J’avais dévoré avec passion un de ses précédents ouvrages, L’ordre domestique, qui expliquait le lien entre écologie, gestes artisanaux d’antan et œuvres de Land Art de Andy Goldsworthy, qui était captivant. Le land Art que l’on aurait pu penser comme l’avant garde moderniste et performative, apparaissait alors comme une réappropriation des savoirs paysans et artisanaux d’antan. C’est donc avec curiosité que je me suis plongé de ce nouvel ouvrage.

Pierre Paliard, nous propose, ici dans , Critique de la pensée dualiste et art contemporain, une longue traversée dans l’histoire des pensées non dualistes de la nature : Bergson, Deleuze, Guattari, Latour, Montbello, Berque, Kohn, Descola. Et c’est très instructif tant les pensées sont explicitées avec méthode. Le caractère didactique de cette partie est très agréable.

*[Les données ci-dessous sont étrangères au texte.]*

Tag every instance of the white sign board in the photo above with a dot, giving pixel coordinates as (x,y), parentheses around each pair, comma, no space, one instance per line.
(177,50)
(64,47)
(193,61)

On peut y faire quelques belles découvertes, pour ma part les pensées de Bapteste ou Berque.

Après cette balade dans l’histoire de la pensée, c’est une réflexion sur le statut de l’image et de la représentation dans l’art qui est proposée. Pierre Paliard montre comment repenser la nature et sa disparition faute d’une pensée dualiste nature/culture, réel/ représentation, forme / matière, redéfinit le rôle et les créations des artistes. C’est plus ardu pour le néophyte en histoire de l’art que je suis. Mais c’est fort instructif car, très souvent les œuvres d’arts contemporains peuvent être absconses sans le cadre analytique de leur production. Là, beaucoup de créations deviennent plus compréhensibles et intéressantes. On en vient à regretter que quelques extraits du bouquin ne soient pas affichés dans les musées, à côté des œuvres, que l’on a pu croiser.

Mais le plus original, ai je trouvé, est l’avant dernier chapitre sur ce que la fin d’une pensée dualiste forme/ matière, représentation/matière amène dans la redéfinition de la matière et comment du coup les créations artistiques créent de nouvelles matières. L’auteur inscrit d’ailleurs Cézanne et Van Gogh dans cette tradition de dépassement représentation /matière. Je ne m’étais jamais représenté ainsi leurs peintures. De la même manière ce sont les œuvres de data visualisation qui sont inscrites dans cette redéfinition du rapport à la nature. Et c’est un petit passage par la philosophie du constructivisme russe et son lien entre art et architecture qui est évoquée. C’est très stimulant.

L’ouvrage se termine sur un petit chapitre essayant de défendre une esthétique de l’immanence, mélangeant gestes d’antan, écologie, et travail sur la matière. Défense d’une création artistique rompant avec le « productionnisme », pour un « ecoumène pacifié ». Et c’est là que j’ai eu le plus d’interrogations. Comment concilier préservation de la nature et création de la matière, refus de la domination de la nature et action performative ? Comment se réapproprier des rapports pacifiés à la nature dans l’art ? Comment être écologiste dans l’immanence de la geste créatrice artistique ? On sent que Andy Goldsworthy a peut être une part de la réponse mais la voie reste encore à défricher. Et on attend avec impatience l’ouvrage suivant qui semble en gestation dans ce dernier chapitre.

Donc, un ouvrage à lire, même s’il est ardu, tant il ouvre de portes et d’envies de prolonger la réflexion.